Some time in January, last years beekeeping experiment ended in famine and death for the bees.  It happens to even the most experienced beekeepers (especially in a mild winter when the bees don't go as dormant as they should), but I don't think my lot was ever even close to surviving.  The colony never got going after a late start, and the queen never produced enough brood to make a go of it.
This year I ordered 3 packages of bees from the Rhode Island Beekeepers Association, and picked them up on Saturday.
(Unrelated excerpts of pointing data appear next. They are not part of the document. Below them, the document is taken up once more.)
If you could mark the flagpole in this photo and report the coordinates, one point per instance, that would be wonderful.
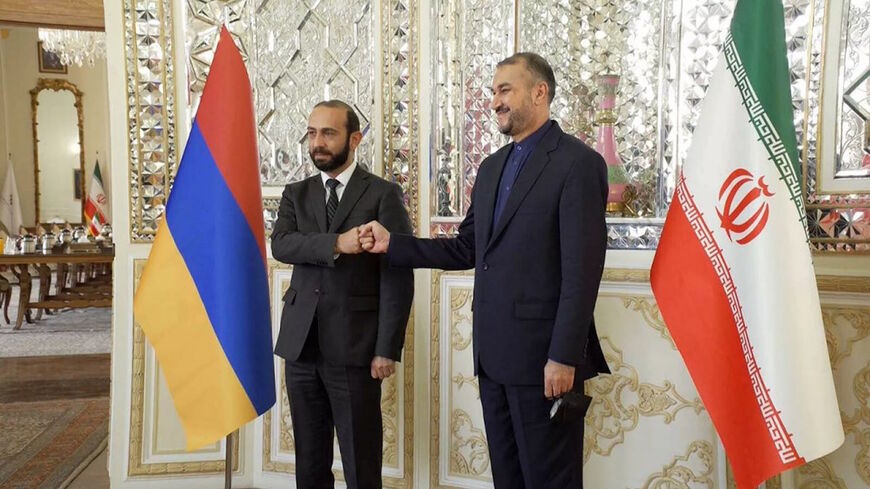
(228, 472)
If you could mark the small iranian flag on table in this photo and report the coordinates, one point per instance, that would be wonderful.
(97, 203)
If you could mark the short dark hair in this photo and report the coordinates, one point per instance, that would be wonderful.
(538, 66)
(352, 119)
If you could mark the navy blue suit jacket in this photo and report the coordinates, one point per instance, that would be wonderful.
(538, 269)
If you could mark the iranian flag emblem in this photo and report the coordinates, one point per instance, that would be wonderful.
(733, 274)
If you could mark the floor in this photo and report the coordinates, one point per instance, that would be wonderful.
(54, 377)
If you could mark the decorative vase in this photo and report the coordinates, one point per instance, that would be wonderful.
(606, 144)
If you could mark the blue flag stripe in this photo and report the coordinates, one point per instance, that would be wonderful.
(224, 260)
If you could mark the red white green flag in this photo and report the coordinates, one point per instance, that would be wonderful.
(96, 207)
(733, 275)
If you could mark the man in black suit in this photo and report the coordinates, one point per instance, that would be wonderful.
(345, 313)
(535, 235)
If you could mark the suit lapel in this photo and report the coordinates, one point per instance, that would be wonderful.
(318, 202)
(487, 194)
(526, 179)
(355, 188)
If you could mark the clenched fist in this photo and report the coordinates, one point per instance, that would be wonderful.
(374, 237)
(348, 242)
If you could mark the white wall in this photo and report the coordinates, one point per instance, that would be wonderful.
(19, 75)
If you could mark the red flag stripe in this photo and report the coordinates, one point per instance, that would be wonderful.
(228, 127)
(706, 323)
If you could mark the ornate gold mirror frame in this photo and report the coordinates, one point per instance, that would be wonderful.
(58, 85)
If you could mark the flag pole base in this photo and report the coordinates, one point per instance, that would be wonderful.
(228, 472)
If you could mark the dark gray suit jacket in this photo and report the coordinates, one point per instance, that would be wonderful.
(361, 304)
(537, 270)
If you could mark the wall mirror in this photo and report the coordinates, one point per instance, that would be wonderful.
(58, 155)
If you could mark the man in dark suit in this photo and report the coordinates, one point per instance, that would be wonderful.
(345, 313)
(535, 235)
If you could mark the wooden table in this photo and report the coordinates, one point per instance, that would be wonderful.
(87, 287)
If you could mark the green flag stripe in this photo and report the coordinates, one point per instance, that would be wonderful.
(758, 30)
(767, 131)
(97, 172)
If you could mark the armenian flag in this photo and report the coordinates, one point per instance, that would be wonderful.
(203, 299)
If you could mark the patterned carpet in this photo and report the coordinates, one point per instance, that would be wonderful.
(44, 444)
(67, 332)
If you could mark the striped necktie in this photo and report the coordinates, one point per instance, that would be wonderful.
(332, 203)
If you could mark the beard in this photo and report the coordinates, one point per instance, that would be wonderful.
(335, 161)
(517, 120)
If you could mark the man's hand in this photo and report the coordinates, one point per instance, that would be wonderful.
(348, 242)
(558, 379)
(382, 367)
(374, 237)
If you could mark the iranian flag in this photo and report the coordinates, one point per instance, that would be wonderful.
(733, 275)
(95, 207)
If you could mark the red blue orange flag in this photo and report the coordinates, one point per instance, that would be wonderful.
(203, 299)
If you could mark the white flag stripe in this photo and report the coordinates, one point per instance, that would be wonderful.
(773, 275)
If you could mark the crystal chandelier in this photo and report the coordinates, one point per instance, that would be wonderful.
(74, 47)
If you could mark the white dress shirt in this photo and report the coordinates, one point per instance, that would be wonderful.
(342, 178)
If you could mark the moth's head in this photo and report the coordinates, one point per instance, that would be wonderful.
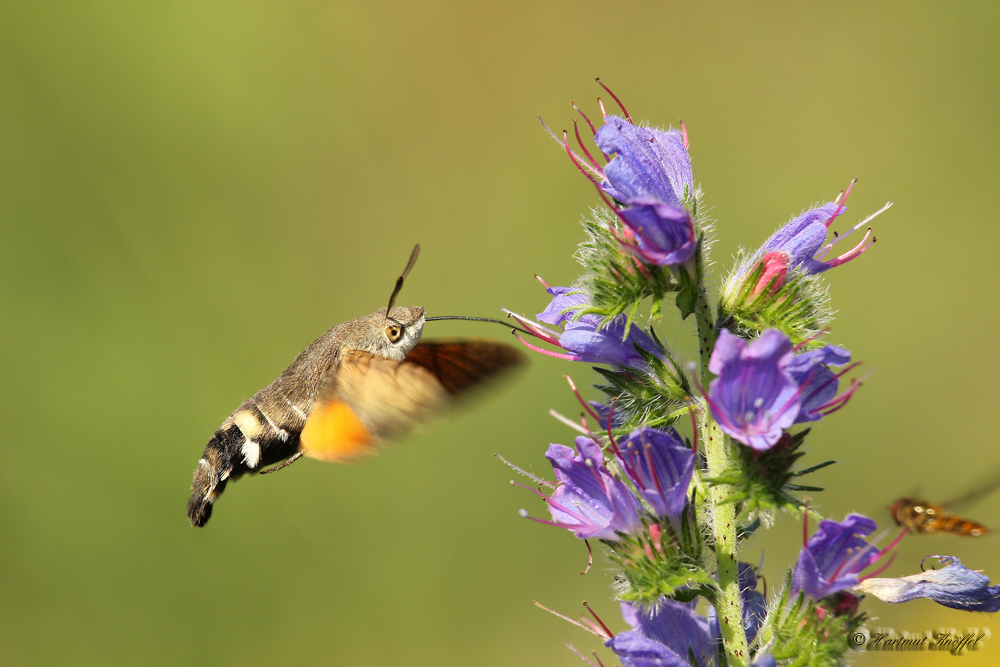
(391, 336)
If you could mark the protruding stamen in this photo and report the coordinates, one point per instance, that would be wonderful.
(805, 525)
(615, 98)
(572, 424)
(841, 201)
(567, 618)
(575, 159)
(587, 120)
(579, 140)
(527, 474)
(549, 353)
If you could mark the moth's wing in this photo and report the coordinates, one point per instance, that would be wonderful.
(372, 398)
(460, 365)
(369, 398)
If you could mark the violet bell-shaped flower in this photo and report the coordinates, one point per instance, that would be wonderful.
(833, 558)
(660, 465)
(819, 384)
(583, 338)
(762, 389)
(663, 636)
(588, 501)
(650, 176)
(953, 586)
(800, 247)
(753, 398)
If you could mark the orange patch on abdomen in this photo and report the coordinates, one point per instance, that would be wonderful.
(334, 433)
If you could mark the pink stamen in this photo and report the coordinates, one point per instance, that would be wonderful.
(587, 120)
(579, 140)
(614, 445)
(549, 353)
(851, 254)
(615, 98)
(598, 618)
(572, 424)
(652, 468)
(575, 160)
(585, 521)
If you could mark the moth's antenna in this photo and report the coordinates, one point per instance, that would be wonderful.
(399, 281)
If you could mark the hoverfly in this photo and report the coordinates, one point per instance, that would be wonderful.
(920, 516)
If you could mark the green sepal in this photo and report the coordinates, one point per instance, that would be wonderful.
(799, 308)
(762, 480)
(807, 633)
(669, 566)
(615, 280)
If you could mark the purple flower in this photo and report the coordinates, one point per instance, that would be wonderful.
(834, 556)
(664, 234)
(761, 389)
(646, 162)
(800, 247)
(819, 384)
(650, 175)
(588, 500)
(952, 586)
(583, 337)
(753, 398)
(664, 636)
(660, 465)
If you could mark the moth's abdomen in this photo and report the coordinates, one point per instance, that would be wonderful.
(253, 437)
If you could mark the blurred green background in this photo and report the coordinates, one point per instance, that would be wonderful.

These swarms of bees were formed on Thursday, when bee breeders down in Georgia dumped 3 or 4 pounds of bees into each little screened box, inserted a fertilized queen (she's in a tiny screen and wood "queen cage" with a few attendants), then plugged up the hole with a feeder container filled with sugar water.  The artificial swarms formed around the syrup feeder as they all rode a truck up to Rhode Island.

Once you'v readied your hives, you pry open the lid and remove the feeding canister.  You remove the queen and make sure she is alive and moving around.  By now bees are swarming out of the box, so you need to get them into the hive.  For the first two hives I am using "deep" hive bodies and I could just set the whole open box into the hive alongside 5 (of the ten) frames of honeycomb and comb foundation.  
For the third hive I'm using "mediums" and there is not enough room for the box, so I had to shake out all the bees into a pile in the empty hive and then set the frames in on top of them.  The frames settle down and into place as the bees distribute themselves out from under.

The queen is trapped in her cage by a plug of candy, which is in turn capped with a cork.  Once you remove the cork, the bees begin to eat their way into the queen cage.  The reasoning is that by the time they get through (in a few days) they will all be familiar with one another and these bees will have accepted this new queen as their own.

With a thumb tack I fixed each queen in place between a couple of frames.  Then I placed on the "inner cover", which has a hole in the middle.  I had made sugar feeders out of mason jars, and I inverted one of those over each hole.  
Then the outer lid goes on and you leave them to fuss and fret and figure out where they are.


 Mom and Dad came up from Pennsylvania for Grandparents Day at the boys' school and visited for the weekend.


Bea in the bee yard
And although Dad's still stuck in a wheelchair with his broken leg, they came out for the hiving of the bees.